When building your business, it’s easy to look at all the exciting opportunities that lay ahead and dream about the future possibilities that await you. It’s imperative to prepare yourself and your business for when the economy isn’t running on all cylinders, and make sure you have a plan to make it out on the other side with your business still intact.
But when the term “recession” begins to float around, it’s important to understand what that term means, as well as what it means for your business. A recession refers to when the economy is in a slump or, more specifically, when there are two quarters in a row of negative economic growth. Even if you have a recession-proof business, it is likely that you will still feel some negative affects of any recession.
Let’s go over a few of the things you should be prepared for when tough times hit your small business so that your business can survive during a recession.
5 Ways a Recession Affects Small Businesses
1. Reduction of Staff
Many small businesses treat their employees as a family, so when the budget gets tight and you don’t have the ability to pay staff as you have in the past, it can be very disheartening. But part of running a business is being able to work through this process.
There are several options you can look at when it comes to reducing staff. If you feel like it’s only a temporary issue, you can look at furloughing and offering partial compensation if they agree to come back after a furlough. This can save money in the long run, as you wouldn’t need to hire and re-train new employees once the recession passes and business begins to pick back up. Sometimes, a partial furlough may not be enough, and you may have to lay off staff.
The main factor while working through this process is to hold the integrity of your business and staff as high as possible. Tough times can be inevitable, but how you handle it will determine if people will want to come back and work for you.
2. Credit Tightening
Small businesses are already at a disadvantage when it comes to opening and maintaining lines of credit when compared to larger competitors, and a recession doesn’t help. Many small businesses get their credit from banks, and when their collateral and ability to pay their balances begin to thin out, the banks aren’t as likely to continue to hand out loans.
Many small businesses that are already in a high level of debt can be crushed quickly in the face of a recession. If you haven’t planned for some bumps in the road, your business could run out of credit, quickly leaving you out of business.
3. Less Cash Flow
When consumers begin feeling the effects of a recession, some of the first things they will begin to reign in is their extra spending. For many small businesses, this can tighten cash flow in a hurry. If you try to go about spending as you have before, and do not adapt to the economic climate, it can prove even more costly to your available cash flow.
With less money coming in, there is less money to be invested back into daily business operations. If you haven’t set back some emergency money to help out through this period, it could be catastrophic for your business.
One of the ways to make sure that you keep some cash coming in is to identify what you can offer the market during a recession. That are many products and services that still sell fairly well during a recession. The key is to identify what you can offer and customize it so that you are adding value to the marketplace during a tough economy.
4. Price and Profit Reduction (Due to Price Wars)

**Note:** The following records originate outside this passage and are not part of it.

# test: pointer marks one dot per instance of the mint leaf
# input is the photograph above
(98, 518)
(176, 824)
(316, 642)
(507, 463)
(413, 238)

Recessions can really bring out the competitive side of businesses that are simply trying to make it another day. Businesses may begin dropping prices, even if it means taking a loss because it is worth it if means more customers walk through their doors. Dropping prices is a commonly used strategy by some businesses during a recession to help increase sales.
This means you will need to focus on the big picture, and not on your current situation, if you want to make it through a recession. Sometimes taking that loss and lowering your prices can keep the doors open for the long game.
When consumers and businesses are both in their defensive/scarcity mindsets, it can make your business sector a tough market in which to work. It’s important to remember that your customers are feeling the effects of the recession in their day-to-day lives as well, and if you aren’t prepared to adjust and adapt to their needs, your business might be the next one with a “Business for Sale” sign hanging in the window.
5. Unprepared Businesses Usually Fail
If you have not prepared your business for the chance of a recession, there is a high probability your business will fail. There must be a plan in place that has your business prepared for times when money isn’t coming in as it normally would.
The economy will always have ups and downs, and there will never be a perfect time to be in business. There are definitely more positive times to start one, but it’s important to be prepared with a backup plan and emergency funding, which will set your business apart from the competition when things seem to be spiraling out of control in the world around you.
While there are some businesses that perform the worst during a recession, almost all businesses will feel some kind of affect from an economy downturn. Knowing the affects of recessions on your business will help you and your business navigate the climate with confidence.